The rest of the Republican Party as a whole is more unified around Trump than it was in 2017, even if some important elements in Congress are only reluctantly so. But few doubt Trump is the reason for their majorities, one of several factors that has kept even the more skittish GOP lawmakers on board until they have to start thinking about their own seats closer to next year’s midterm elections.
Conservative media enthusiasm for Trump remains a mixed bag, with those who have to be most responsive to the preferences of mass center-right audiences most supportive and outlets that can be more insulated from their readers, viewers, or listeners less so. But there is a much bigger and more sophisticated constellation of MAGA-adjacent media forces in existence than there was eight years ago, compensating for the lack of unanimity in the older conservative world.
Finally, both Democrats and Trump’s intraparty foes are much weaker than they were really at any point during the president’s first term. #NeverTrump is more of a niche slice of the GOP than ever before, with the movement’s exponents mostly flourishing as ex-Republicans and even ex-conservatives who appeal to predominantly liberal audiences. Aside from a vague sense that voters will eventually hold Trump responsible if certain national conditions don’t materially improve, Democrats don’t really seem to have any coherent strategy for dealing with the second term of a man they have now spent a decade organizing against.
Yet a Trump supporter could go to bed feeling as if we were on the cusp of a peaceful, if controversial, settlement of the war in Ukraine and wake up to bombings in Yemen. Trump’s competing foreign-policy instincts are on display especially on Iran, where he is drawn both to bellicosity and a desire for diplomacy.
Trump 2.0 has done more than the original to advance the cause of realism and restraint within the GOP through personnel and priorities, not least through the selection of Vice President J.D. Vance. Trump’s own views, the debates within the conservative movement at large, and the current global conditions are more complicated. And many hotspots around the world, such as Gaza, defy any easy diplomatic solution, much less outside-the-box ones.
Then there is the economy, where the price of eggs and gasoline are down and there was positive inflation news in February. There is also much volatility in the stock markets, coinciding with the unsteady implementation of the Trump tariffs and Democratic backlash against the DOGE cuts.
As in the first term, the Trump administration has a story to tell on the border, even as its deportations come under fire from the left and, to a much lesser extent, corners of the right who would like to see the removal numbers spike higher. Vance makes the case well: “Last month, migrant crossings were down 94 percent, to their lowest number all time, and that happened just in two months of serious border enforcement…. Last month, for the first time in over a year, the majority of job gains went to American citizens born on U.S. soil.”
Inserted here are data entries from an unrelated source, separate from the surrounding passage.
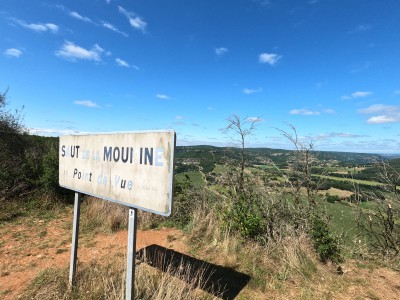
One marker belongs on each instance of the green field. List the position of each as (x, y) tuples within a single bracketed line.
[(196, 177), (358, 181)]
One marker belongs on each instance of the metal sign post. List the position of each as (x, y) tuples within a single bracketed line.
[(131, 255), (135, 169), (75, 232)]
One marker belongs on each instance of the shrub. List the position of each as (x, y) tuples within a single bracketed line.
[(325, 242)]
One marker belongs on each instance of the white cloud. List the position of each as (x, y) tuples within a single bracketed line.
[(358, 94), (163, 97), (361, 94), (383, 119), (87, 103), (113, 28), (72, 52), (384, 113), (221, 51), (360, 28), (269, 58), (78, 16), (135, 21), (252, 91), (304, 112), (329, 111), (340, 135), (255, 119), (122, 63), (39, 27), (13, 52)]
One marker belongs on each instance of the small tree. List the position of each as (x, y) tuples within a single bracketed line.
[(300, 166), (242, 128), (12, 147)]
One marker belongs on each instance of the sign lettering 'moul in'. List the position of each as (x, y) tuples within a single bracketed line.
[(134, 169)]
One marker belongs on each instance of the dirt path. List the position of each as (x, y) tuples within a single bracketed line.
[(33, 245)]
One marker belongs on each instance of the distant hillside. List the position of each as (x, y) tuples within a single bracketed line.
[(395, 163), (190, 157)]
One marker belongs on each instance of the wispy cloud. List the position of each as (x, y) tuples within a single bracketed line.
[(51, 131), (13, 52), (163, 97), (255, 119), (72, 52), (329, 111), (78, 16), (358, 94), (252, 91), (122, 63), (340, 135), (269, 58), (360, 28), (221, 51), (135, 21), (87, 103), (304, 112), (360, 67), (383, 113), (113, 28), (38, 27)]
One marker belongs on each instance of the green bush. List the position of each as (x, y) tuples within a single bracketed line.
[(245, 216), (326, 243)]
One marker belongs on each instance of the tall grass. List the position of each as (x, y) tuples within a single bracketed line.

If this continues, it would represent a major departure from the Biden administration’s record.
Rarely considered a theoretical man, Trump is betting his second administration and his presidential legacy on two theories: that he can simultaneously deter and do effective diplomacy with hostile foreign governments in a Trumpian twist on peace through strength, and that he can boost domestic production, raising employment and counterintuitively lowering prices, through tariffs targeted at foreign manufacturers.
Success on either front would be a game-changer, but the price of failure could be a lot more expensive than eggs.